The result is a spread of power between 3 000 and 4 500 r/min and the arrival of peak torque from an early 1 400 r/min. VW claims the Amarok V6 will hit 100 km/h in just eight seconds and consume fuel at an average rate of 9,0 l/100 km – both impressive figures for a double-cab bakkie. There’s no doubt it’s got the muscle and it sounds full of brawny but buttery-smooth goodness, too.
There so much muscle, in fact, that it has a towing capacity of 3,3 t and a payload of up to 1 010 kg (when fitted with the heavy-duty rear leaf springs). Oh, and it’ll smoothly pull off on a 35° incline at the same time!
All V6 models are fitted exclusively with the quick-shifting, eight-speed automatic gearbox and 4Motion permanent all-wheel drive.

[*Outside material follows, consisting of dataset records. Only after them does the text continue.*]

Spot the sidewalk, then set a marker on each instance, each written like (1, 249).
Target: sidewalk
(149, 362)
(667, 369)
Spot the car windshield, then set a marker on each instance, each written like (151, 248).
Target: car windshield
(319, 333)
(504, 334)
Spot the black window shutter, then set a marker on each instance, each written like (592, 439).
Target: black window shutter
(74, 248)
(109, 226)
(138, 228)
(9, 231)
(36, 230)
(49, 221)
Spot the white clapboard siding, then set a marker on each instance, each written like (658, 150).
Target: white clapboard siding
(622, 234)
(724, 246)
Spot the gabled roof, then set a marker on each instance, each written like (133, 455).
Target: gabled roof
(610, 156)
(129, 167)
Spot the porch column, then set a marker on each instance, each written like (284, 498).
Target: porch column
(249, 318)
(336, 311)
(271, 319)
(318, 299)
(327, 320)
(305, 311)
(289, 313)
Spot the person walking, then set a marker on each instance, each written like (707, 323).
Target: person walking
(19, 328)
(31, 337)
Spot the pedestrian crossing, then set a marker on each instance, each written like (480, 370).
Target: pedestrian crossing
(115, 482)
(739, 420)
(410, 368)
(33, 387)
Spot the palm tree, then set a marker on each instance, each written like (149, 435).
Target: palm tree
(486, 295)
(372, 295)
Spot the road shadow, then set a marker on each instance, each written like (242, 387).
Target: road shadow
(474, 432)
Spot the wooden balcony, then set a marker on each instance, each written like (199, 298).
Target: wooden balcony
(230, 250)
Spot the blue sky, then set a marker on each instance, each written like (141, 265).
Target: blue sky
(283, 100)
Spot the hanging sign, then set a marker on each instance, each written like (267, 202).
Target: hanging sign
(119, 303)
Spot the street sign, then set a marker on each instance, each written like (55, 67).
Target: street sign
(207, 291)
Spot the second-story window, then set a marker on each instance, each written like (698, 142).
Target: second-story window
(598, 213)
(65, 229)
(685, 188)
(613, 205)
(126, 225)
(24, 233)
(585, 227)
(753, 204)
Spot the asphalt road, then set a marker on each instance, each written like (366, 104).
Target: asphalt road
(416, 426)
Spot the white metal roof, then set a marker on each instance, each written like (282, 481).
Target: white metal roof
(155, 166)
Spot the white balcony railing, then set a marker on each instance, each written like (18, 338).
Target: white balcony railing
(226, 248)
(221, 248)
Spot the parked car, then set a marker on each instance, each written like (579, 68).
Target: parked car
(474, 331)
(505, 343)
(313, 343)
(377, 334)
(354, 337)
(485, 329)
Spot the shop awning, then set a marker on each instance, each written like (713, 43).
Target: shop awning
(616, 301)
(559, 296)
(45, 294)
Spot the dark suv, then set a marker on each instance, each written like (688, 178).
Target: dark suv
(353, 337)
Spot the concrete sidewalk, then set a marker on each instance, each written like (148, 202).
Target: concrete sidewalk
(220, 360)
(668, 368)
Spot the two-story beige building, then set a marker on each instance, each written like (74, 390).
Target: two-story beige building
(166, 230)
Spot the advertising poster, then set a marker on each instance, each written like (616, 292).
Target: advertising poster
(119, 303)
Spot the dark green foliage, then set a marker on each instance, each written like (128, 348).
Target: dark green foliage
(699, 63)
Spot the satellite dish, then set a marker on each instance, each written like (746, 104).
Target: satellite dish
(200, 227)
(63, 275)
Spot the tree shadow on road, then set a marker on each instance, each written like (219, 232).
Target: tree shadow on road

On the road the V6’s surge of power and torque is immediately noticeable when compared to the smaller-engined 2,0-litre TDI and BiTDI variants (which we were able to reacquaint ourselves with on launch and which, in isolation, have never felt underendowed…). The driving experience is effortless and comfortable.
That stands when off-road, too, where a simple shift into the “special” gear-selection programme and activation of off-road mode allows the Amarok to tackle most rocky paths with aplomb. The rear differential can also be locked, while an electronic diff lock (EDL) is applied automatically to balance traction.
EDL is one of many electronic driver-assistance systems fitted to the Amarok. The latest models now also feature a post-collision braking system as part of the electronic stability control. This system automatically applies the vehicle’s brakes after a collision to avoid follow-on collisions, or to reduce their severity.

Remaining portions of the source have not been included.